The solutions \(\boldsymbol M_{lm}^{(n)}\) are transverse to a sphere due to the steering vector pointing in the radial direction. They are referred to as TE but – confusingly – also as magnetic because they correspond to the electric field of a magnetic multipole. Conversely, the solutions \(\boldsymbol N_{lm}^{(n)}\) are called TM or electric.

Solutions to Maxwell’s equations

Up to now, we set up Maxwell’s equations together with constitutive relations for chiral media and found solutions to the vector Helmholtz equation. Next, we want to combine those results.

Modes of well-defined helicity

First, we want to find solutions to the Riemann-Silberstein vectors \(\boldsymbol G_\pm\). Although we can obtain the vector Helmholtz equation from \(\nabla \times \boldsymbol G_\pm = \pm k_\pm \boldsymbol G_\pm\), we observe that this equation is more restrictive, namely our solutions \(\boldsymbol M_\nu\) and \(\boldsymbol N_\nu\), where \(\nu\) is just a placeholder for the actual parameters that indexes the concrete set of solutions, are no solutions for it. However, with the above definitions we find that \(\nabla \times \boldsymbol M_\nu (k, \boldsymbol r) = k \boldsymbol N_\nu (k, \boldsymbol r)\) and \(\nabla \times \boldsymbol N_\nu(k, \boldsymbol r) = k \boldsymbol M_\nu (k, \boldsymbol r)\).

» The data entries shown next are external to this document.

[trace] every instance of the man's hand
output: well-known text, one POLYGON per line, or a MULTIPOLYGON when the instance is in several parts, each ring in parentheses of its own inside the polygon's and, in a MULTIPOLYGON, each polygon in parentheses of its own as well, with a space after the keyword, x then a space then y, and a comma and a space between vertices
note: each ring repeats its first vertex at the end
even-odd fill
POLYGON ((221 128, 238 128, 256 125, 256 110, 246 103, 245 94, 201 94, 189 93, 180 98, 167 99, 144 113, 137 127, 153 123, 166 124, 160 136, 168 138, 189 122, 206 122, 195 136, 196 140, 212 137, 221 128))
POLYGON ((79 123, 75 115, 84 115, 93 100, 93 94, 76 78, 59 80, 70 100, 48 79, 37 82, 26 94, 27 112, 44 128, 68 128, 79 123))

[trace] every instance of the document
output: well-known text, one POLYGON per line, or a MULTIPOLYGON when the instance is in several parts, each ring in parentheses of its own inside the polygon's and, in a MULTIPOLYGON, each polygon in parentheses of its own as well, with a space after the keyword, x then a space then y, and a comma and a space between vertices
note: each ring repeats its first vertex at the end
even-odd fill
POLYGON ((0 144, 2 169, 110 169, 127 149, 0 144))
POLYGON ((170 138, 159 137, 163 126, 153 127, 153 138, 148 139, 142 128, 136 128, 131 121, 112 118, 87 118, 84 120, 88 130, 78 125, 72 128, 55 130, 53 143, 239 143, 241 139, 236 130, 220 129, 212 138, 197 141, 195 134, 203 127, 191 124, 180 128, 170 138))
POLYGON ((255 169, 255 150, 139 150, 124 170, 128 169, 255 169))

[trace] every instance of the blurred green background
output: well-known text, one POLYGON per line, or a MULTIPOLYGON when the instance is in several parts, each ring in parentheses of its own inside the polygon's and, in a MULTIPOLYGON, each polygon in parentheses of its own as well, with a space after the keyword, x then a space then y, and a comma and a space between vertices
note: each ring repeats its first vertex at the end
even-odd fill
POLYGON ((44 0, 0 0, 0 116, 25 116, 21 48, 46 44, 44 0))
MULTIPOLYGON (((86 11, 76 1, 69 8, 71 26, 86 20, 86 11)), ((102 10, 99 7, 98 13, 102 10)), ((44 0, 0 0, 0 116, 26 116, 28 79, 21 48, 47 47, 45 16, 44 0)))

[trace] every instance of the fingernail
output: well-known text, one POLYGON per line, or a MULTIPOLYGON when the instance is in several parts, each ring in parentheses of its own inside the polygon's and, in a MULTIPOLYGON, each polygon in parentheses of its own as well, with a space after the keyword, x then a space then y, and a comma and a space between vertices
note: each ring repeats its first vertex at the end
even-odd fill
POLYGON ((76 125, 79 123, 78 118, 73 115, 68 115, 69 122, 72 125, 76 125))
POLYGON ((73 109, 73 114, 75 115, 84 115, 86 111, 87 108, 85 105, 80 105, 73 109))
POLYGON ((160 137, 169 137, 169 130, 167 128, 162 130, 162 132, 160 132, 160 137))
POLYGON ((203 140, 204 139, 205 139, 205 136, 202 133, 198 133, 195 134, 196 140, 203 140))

So, the combinations \(\sqrt{2} \boldsymbol A_{\pm,\nu} (k, \boldsymbol r) = \boldsymbol N_\nu (k, \boldsymbol r) \pm \boldsymbol M_\nu (k, \boldsymbol r)\) are indeed solutions for the respective Riemann-Silberstein vectors (treams.special.vpw_A(), treams.special.vcw_rA(), treams.special.vcw_A(), treams.special.vsw_rA(), and treams.special.vsw_A()). The solution for Maxwell’s equations are then

\[\begin{split}\boldsymbol G_\pm(\boldsymbol r) = \sqrt{2} \sum_\nu a_{\pm,\nu} \boldsymbol A_{\pm,\nu} (k_\pm, \boldsymbol r) \\ \boldsymbol F_\pm(\boldsymbol r) = \sqrt{2} \frac{n_\pm}{n} \sum_\nu a_{\pm,\nu}\boldsymbol A_{\pm,\nu} (k_\pm, \boldsymbol r) \\ \boldsymbol E(\boldsymbol r) = \sum_{s,\nu} a_{s,\nu} \boldsymbol A_{s,\nu} (k_s, \boldsymbol r) \\ Z_0 \boldsymbol H(\boldsymbol r) = -\frac{\mathrm i}{Z} \sum_{s,\nu} s a_{s,\nu} \boldsymbol A_{s,\nu} (k_s, \boldsymbol r) \\ \frac{1}{\epsilon_0} \boldsymbol D(\boldsymbol r) = \frac{1}{Z} \sum_{s,\nu} n_s a_{s,\nu} \boldsymbol A_{s,\nu} (k_s, \boldsymbol r) \\ c \boldsymbol B(\boldsymbol r) = -\mathrm i \sum_{s,\nu} s n_s a_{s,\nu} \boldsymbol A_{s,\nu} (k_s, \boldsymbol r)\end{split}\]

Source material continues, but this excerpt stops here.